SEBAGO – The nationally-known Jones Museum of Glass and Ceramics is considering a move from its home near the top of Douglas Mountain to a vacant armory in South Portland, a change that would make the museum more accessible to the public.
South Portland City Manager Jeff Jordan said he and Mayor Bill Dale have met with museum officials to talk about a possible move to the Maine Army National Guard Armory in the Mill Creek section.
“They’re going to take it to their board and see if they can raise those kinds of funds,” Jordan said.
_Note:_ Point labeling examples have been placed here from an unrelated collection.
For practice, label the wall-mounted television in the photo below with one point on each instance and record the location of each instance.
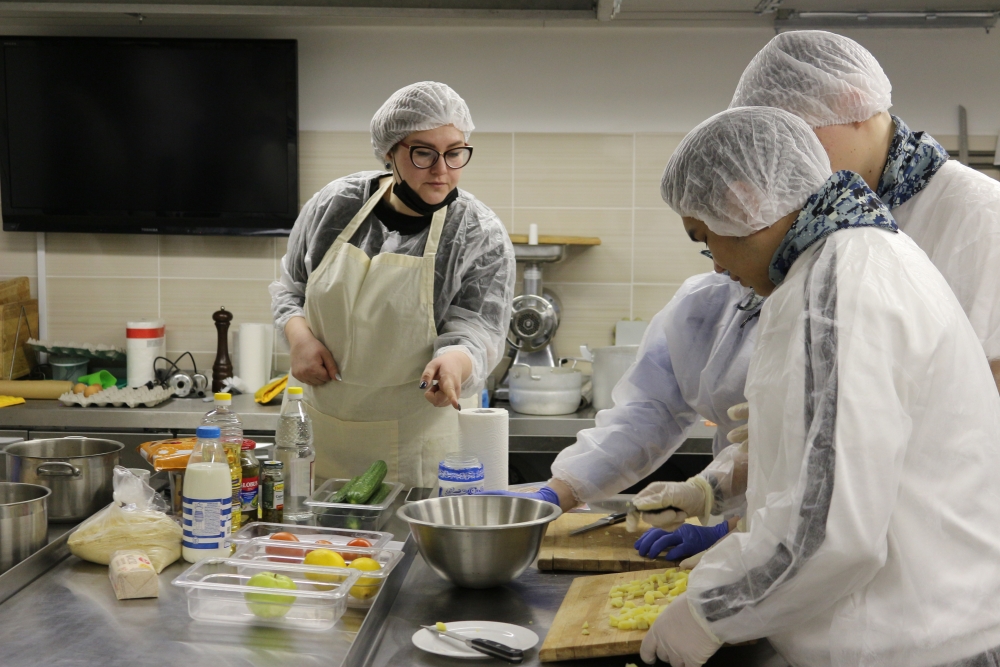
(149, 136)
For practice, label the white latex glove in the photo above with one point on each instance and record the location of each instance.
(691, 498)
(678, 638)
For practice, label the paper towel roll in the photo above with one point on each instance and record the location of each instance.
(482, 432)
(256, 347)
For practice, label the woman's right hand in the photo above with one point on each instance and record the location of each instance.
(312, 362)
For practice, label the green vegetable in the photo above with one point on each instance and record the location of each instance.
(366, 485)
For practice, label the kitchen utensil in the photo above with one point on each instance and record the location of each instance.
(484, 646)
(23, 522)
(77, 469)
(587, 601)
(609, 550)
(544, 390)
(478, 541)
(609, 520)
(514, 636)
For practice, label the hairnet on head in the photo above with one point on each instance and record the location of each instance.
(419, 106)
(821, 77)
(744, 169)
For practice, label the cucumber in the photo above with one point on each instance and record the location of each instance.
(367, 483)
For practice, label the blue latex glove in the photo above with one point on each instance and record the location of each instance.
(686, 541)
(544, 493)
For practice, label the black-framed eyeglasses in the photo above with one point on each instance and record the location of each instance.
(424, 157)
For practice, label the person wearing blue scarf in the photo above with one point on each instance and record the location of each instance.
(863, 358)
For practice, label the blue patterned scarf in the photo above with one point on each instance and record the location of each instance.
(914, 157)
(844, 201)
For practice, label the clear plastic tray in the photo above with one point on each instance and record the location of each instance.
(217, 588)
(337, 536)
(361, 594)
(345, 515)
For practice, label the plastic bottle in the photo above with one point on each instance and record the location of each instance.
(293, 442)
(207, 499)
(231, 429)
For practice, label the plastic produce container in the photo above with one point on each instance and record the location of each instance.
(345, 515)
(217, 592)
(360, 595)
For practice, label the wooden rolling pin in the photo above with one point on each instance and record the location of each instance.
(35, 388)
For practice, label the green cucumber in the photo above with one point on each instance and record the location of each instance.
(367, 484)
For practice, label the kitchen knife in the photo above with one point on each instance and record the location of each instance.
(487, 646)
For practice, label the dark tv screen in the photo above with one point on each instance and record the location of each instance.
(170, 136)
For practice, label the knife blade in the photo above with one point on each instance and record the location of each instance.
(487, 646)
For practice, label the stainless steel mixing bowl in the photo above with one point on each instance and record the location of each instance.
(478, 541)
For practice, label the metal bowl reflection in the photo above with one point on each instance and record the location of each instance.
(478, 541)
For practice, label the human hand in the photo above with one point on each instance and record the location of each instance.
(450, 370)
(676, 637)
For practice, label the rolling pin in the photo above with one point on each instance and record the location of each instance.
(35, 388)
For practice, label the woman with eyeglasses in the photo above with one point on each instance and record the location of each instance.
(395, 294)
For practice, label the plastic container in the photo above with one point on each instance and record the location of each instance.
(306, 534)
(216, 590)
(360, 595)
(345, 515)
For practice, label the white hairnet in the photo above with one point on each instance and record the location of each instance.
(420, 106)
(744, 169)
(823, 78)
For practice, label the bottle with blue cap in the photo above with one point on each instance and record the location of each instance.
(206, 496)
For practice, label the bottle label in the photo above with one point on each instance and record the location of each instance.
(207, 523)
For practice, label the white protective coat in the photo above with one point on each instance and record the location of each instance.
(872, 508)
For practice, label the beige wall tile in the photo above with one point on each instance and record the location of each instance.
(118, 255)
(95, 310)
(187, 307)
(589, 315)
(663, 251)
(589, 170)
(610, 262)
(651, 154)
(648, 300)
(235, 257)
(488, 176)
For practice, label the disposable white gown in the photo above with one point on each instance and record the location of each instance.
(692, 361)
(872, 499)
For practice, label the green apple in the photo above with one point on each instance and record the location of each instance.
(267, 605)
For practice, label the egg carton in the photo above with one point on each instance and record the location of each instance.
(132, 397)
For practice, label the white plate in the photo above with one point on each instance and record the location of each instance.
(512, 635)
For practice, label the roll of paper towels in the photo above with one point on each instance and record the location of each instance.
(482, 432)
(256, 348)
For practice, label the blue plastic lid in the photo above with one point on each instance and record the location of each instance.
(208, 432)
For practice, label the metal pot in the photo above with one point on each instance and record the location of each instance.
(77, 469)
(23, 522)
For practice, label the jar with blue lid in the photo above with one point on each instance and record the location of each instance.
(460, 475)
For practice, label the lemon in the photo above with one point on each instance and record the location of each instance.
(366, 587)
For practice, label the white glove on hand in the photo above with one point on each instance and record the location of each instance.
(678, 638)
(691, 498)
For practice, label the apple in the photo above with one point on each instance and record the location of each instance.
(267, 605)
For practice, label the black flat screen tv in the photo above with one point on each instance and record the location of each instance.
(149, 136)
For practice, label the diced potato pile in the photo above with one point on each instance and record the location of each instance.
(655, 593)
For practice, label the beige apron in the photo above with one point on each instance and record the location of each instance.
(376, 315)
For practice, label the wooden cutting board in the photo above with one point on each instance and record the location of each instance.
(587, 600)
(609, 549)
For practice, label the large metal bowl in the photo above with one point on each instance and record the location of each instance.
(478, 541)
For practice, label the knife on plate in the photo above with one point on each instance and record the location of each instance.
(487, 646)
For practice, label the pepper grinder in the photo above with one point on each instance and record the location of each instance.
(222, 369)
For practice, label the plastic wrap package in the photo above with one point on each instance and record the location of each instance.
(135, 520)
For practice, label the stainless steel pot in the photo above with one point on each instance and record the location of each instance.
(77, 469)
(23, 522)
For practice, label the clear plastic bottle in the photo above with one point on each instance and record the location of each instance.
(231, 429)
(293, 442)
(207, 499)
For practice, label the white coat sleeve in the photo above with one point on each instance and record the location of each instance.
(819, 524)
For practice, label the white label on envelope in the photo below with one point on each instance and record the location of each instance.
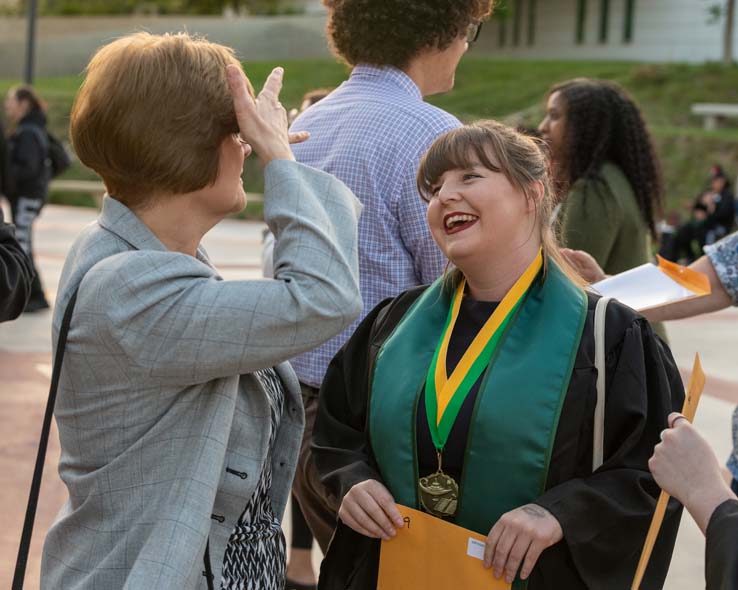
(475, 548)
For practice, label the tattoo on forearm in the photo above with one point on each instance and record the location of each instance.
(534, 511)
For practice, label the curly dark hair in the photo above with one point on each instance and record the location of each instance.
(391, 32)
(603, 123)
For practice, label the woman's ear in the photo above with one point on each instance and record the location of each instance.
(536, 196)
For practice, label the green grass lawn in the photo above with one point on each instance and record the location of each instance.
(513, 91)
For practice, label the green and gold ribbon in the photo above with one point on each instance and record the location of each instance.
(445, 395)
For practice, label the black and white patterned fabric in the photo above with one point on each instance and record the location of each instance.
(255, 557)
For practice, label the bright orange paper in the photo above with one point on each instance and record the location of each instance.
(431, 554)
(692, 398)
(686, 277)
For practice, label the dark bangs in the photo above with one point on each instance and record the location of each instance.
(458, 149)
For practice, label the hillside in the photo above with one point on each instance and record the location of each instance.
(514, 91)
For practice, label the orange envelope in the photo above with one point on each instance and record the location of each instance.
(433, 554)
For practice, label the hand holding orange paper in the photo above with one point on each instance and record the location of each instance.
(433, 554)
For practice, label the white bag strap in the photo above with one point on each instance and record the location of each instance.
(599, 420)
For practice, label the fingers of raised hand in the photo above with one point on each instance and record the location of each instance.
(674, 419)
(502, 551)
(243, 104)
(299, 137)
(273, 85)
(355, 517)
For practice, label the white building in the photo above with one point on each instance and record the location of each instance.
(638, 30)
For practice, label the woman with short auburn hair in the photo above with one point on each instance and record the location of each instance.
(178, 417)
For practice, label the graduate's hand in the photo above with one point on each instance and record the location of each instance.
(685, 466)
(520, 536)
(370, 510)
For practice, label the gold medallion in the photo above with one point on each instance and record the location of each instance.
(439, 493)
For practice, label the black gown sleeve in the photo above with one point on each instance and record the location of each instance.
(721, 552)
(341, 446)
(15, 274)
(605, 515)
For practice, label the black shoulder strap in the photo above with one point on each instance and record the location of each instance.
(38, 133)
(38, 471)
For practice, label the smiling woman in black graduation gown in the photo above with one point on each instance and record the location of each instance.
(481, 387)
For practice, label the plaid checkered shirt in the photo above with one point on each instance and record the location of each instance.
(371, 133)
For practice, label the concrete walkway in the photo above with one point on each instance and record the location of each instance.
(234, 246)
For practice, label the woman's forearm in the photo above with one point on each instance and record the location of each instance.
(718, 299)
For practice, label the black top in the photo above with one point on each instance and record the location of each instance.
(604, 516)
(721, 553)
(472, 316)
(15, 274)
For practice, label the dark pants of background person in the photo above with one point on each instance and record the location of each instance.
(302, 538)
(319, 513)
(25, 210)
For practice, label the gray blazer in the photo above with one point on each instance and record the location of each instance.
(163, 429)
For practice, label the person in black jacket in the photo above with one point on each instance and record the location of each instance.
(28, 173)
(684, 465)
(16, 274)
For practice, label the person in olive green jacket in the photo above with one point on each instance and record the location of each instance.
(607, 171)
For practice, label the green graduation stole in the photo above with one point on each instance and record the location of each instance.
(517, 408)
(444, 394)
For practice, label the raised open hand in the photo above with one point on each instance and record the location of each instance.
(262, 121)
The Guard has been asking $550,000 for the building.
John Holverson, the museum’s director, would not confirm the negotiations, but said museum trustees are “exploring the limitations of the current site and opportunities to explore other sites.”
Holverson said the museum’s location 25 miles outside Portland means visitors have to know about the museum and really want to get there.
The museum “is better-known to specialists and major museums and collectors than to the public,” he said.
The museum, established in 1978 by Dorothy Lee Jones Ward on property she owns, contains more than 10,000 pieces of glass and ceramic art from around the world, about two-thirds of it in storage.
The pieces include a large collection of paperweights, ceramic plaques and vases, clay pots, American Indian pots, uranium-laden tinted glass, cameo and pate-sur-pate glass vases. There are whisky flasks, salt-and-pepper shakers, high-end Steubens and even low-end kitsch.
Ward, who created the museum from her antiques shop “The Glass Basket,” believed in education and the “stories these objects could tell,” according to Holverson.
That is why she, too, supports a move toward a more accessible museum.
Part of the museum’s mission, Holverson said, is to convince people that “objects made for use and beauty can play as much of a role in your life as ‘works of art.'”
About 12,000 people a year visit the museum, which is open from May to mid-November.